I became less reactive and started taking things less personally.

I took an eight week class on consciousness and self-awareness.

I define myself less by external measures and more by internal feelings.

I’ve done thirty hours of training to be a volunteer for counseling people with terminal illnesses, something I’ve wanted to do since my grandfather died six years ago.

I slept in when I wanted and learned to practice self-compassion. Some days I’m on fire; other days I just give myself a break.

I cleaned out the freezer, took a ton of clothes to the dry-cleaner, bought new work clothes, and caught up on all those little things that needed to be done like reorganizing my closets.

I visited my family and started calling them more regularly.

I started dating again.

I spent days on the couch watching Ghost Whisperer reruns and eating Cheetos.

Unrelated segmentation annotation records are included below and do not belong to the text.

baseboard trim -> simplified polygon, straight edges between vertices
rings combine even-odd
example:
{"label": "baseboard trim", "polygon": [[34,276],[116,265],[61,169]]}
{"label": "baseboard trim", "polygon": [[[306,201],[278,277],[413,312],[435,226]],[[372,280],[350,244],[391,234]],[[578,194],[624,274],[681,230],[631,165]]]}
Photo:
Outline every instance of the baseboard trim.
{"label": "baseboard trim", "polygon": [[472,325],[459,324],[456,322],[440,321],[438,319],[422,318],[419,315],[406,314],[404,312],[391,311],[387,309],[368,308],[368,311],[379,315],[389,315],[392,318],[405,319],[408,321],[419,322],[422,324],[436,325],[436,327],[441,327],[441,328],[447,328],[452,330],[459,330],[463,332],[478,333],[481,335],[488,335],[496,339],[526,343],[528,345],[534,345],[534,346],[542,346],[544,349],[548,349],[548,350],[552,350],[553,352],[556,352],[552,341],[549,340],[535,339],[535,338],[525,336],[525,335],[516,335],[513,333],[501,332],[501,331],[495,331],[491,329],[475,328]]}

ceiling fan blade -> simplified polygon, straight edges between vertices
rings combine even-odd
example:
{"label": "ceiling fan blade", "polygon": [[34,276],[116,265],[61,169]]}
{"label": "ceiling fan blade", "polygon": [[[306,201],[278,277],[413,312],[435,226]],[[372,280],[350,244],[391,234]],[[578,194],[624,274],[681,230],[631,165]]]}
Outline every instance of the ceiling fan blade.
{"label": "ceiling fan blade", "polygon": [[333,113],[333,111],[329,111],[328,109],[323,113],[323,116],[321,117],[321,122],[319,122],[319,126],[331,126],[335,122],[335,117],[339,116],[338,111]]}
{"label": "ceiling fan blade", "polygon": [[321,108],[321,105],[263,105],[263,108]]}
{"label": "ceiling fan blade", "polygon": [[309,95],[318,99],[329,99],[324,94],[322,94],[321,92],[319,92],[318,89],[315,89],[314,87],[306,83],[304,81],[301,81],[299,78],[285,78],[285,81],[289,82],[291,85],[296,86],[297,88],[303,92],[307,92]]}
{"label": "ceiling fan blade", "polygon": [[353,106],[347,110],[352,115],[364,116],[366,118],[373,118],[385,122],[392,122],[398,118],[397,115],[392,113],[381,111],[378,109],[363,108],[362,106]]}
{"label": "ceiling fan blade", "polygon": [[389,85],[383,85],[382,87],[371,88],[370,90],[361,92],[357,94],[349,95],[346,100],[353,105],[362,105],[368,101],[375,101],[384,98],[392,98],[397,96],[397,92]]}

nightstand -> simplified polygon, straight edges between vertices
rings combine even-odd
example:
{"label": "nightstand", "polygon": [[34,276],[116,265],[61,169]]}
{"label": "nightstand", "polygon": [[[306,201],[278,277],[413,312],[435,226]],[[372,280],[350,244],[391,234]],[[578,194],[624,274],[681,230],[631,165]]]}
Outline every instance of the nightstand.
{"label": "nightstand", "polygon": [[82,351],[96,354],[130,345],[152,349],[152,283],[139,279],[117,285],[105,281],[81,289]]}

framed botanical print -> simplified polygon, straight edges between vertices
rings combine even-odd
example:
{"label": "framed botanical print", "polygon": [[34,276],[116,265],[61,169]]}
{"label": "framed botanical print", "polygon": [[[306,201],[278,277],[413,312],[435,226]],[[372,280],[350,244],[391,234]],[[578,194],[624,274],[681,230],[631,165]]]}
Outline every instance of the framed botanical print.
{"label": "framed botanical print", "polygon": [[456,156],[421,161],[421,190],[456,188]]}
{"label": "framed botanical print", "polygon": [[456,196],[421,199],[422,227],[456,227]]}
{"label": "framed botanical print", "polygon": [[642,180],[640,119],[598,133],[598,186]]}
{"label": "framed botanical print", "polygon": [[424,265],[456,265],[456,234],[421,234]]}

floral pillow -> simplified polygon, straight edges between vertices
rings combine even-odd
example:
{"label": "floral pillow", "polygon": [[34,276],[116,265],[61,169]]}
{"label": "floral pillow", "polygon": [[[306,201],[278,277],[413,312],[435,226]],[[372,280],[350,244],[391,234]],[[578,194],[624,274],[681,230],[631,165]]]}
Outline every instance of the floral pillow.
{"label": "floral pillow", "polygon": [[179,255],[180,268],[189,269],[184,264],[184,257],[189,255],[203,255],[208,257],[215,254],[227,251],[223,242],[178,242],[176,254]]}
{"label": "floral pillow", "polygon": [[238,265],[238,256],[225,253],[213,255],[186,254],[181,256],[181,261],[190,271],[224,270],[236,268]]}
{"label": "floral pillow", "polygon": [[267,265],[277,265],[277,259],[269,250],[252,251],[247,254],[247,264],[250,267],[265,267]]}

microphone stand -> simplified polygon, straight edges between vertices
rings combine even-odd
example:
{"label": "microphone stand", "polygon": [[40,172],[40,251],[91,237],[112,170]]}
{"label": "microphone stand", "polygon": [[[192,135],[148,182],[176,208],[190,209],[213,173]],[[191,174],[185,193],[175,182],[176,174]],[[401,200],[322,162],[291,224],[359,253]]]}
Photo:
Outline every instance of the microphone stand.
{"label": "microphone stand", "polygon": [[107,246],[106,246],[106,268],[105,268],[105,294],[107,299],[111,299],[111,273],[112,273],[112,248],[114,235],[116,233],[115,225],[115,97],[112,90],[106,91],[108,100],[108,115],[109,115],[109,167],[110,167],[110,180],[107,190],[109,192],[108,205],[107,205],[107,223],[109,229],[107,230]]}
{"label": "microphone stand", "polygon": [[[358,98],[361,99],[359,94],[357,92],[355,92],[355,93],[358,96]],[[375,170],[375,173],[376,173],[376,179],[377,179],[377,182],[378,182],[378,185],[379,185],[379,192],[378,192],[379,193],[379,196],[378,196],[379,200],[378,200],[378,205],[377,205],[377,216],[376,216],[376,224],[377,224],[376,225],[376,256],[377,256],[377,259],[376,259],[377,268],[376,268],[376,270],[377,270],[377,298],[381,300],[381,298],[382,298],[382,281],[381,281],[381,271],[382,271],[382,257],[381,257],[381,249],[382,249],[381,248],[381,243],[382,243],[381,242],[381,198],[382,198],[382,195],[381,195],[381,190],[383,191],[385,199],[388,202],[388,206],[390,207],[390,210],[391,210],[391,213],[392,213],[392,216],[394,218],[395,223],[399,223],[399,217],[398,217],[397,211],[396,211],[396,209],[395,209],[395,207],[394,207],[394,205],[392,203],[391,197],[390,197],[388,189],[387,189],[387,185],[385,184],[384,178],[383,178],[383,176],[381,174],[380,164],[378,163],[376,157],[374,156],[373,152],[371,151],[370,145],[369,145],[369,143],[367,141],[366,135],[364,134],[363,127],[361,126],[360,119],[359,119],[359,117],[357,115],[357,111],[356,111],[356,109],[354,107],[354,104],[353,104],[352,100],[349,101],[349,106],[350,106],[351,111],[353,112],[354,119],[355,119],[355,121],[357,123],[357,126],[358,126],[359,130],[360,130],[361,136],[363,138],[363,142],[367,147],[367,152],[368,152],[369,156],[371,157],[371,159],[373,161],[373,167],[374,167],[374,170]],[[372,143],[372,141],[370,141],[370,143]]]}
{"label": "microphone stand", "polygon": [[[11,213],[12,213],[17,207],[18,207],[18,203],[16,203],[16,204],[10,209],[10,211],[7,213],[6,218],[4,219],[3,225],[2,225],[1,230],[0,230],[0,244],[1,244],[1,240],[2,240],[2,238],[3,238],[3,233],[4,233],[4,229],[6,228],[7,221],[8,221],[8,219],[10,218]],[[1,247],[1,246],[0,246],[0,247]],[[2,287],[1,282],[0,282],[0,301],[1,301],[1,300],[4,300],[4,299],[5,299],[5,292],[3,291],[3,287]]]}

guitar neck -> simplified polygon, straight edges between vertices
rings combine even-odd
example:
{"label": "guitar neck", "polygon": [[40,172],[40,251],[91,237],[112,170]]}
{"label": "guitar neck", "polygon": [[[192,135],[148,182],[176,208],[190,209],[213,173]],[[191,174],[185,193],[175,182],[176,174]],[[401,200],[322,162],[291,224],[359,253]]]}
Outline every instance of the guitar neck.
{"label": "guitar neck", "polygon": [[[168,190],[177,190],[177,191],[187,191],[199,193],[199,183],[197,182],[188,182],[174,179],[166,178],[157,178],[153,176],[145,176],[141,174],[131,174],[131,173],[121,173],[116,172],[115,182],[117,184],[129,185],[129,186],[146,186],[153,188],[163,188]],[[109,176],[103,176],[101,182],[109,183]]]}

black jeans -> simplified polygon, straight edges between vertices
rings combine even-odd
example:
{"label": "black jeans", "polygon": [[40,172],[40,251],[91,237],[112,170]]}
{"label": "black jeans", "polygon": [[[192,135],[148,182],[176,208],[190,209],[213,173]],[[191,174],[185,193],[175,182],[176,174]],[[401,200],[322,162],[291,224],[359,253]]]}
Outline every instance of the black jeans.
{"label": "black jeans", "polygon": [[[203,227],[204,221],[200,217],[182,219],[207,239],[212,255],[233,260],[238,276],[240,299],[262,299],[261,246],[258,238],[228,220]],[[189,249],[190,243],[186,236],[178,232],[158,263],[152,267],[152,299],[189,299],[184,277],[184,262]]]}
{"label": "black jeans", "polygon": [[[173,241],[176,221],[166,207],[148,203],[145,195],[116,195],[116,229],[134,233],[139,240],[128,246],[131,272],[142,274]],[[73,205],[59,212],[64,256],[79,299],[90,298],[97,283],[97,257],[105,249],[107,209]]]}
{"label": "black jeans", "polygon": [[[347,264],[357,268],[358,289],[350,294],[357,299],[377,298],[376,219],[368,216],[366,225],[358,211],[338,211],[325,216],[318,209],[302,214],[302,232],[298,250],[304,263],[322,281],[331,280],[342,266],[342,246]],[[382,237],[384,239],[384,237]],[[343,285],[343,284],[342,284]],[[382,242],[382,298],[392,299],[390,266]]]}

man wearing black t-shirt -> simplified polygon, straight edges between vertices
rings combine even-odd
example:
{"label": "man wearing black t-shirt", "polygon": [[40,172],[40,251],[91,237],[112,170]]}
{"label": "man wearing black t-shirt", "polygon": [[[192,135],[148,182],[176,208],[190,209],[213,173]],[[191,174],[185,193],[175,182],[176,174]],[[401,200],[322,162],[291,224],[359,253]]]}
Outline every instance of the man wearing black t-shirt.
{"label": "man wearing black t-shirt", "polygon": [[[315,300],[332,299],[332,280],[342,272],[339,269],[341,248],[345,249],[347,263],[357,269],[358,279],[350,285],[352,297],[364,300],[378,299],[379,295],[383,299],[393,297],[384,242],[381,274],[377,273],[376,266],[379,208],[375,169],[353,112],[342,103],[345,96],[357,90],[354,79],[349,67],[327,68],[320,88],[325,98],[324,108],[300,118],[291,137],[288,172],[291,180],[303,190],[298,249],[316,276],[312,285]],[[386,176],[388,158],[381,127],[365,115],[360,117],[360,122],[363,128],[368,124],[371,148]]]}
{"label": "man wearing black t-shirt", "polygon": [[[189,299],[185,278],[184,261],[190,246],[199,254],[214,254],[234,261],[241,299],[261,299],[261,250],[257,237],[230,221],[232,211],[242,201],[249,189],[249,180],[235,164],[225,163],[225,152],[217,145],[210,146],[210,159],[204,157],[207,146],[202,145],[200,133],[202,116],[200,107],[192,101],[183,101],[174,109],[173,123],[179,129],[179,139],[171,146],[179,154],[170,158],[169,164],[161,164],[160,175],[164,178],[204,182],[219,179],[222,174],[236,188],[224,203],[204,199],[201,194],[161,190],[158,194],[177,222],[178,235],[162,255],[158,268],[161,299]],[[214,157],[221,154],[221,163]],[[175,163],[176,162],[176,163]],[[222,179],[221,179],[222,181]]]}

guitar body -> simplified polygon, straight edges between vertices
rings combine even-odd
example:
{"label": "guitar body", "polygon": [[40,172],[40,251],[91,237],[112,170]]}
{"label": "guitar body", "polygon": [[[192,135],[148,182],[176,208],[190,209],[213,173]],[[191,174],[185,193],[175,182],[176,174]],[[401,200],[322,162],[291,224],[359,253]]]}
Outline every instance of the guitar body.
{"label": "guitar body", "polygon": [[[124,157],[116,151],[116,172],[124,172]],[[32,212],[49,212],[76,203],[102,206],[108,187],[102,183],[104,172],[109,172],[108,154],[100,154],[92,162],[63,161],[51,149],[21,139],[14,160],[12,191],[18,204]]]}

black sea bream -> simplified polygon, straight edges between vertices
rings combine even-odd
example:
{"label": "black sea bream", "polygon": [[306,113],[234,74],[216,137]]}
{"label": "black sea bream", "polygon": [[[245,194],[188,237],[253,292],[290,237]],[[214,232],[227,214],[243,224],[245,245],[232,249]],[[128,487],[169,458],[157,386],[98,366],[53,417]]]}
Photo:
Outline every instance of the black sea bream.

Reading for fun? Yes, please!

I became less judgmental and less defensive.

Sleep! Exercise! Lack of stress! Oh, how I’ve missed you!

I took a four week class on communication skills.

I said YES to any volunteer opportunities that came my way.

I've viewed nearly every literary Brit-flick that Netflix has to offer. George Eliot, I love you.

I started striking up conversations in the line at the grocery store, security terminals at the airport, the strangers next to me on the plane.

Suffice to say, I’m still unemployed, but getting laid-off may be the best thing that ever happened to me. After three years, I finally feel calm, happy, and secure. When I’m ready, I feel certain that the right job will be there. Until then, I'm not complaining.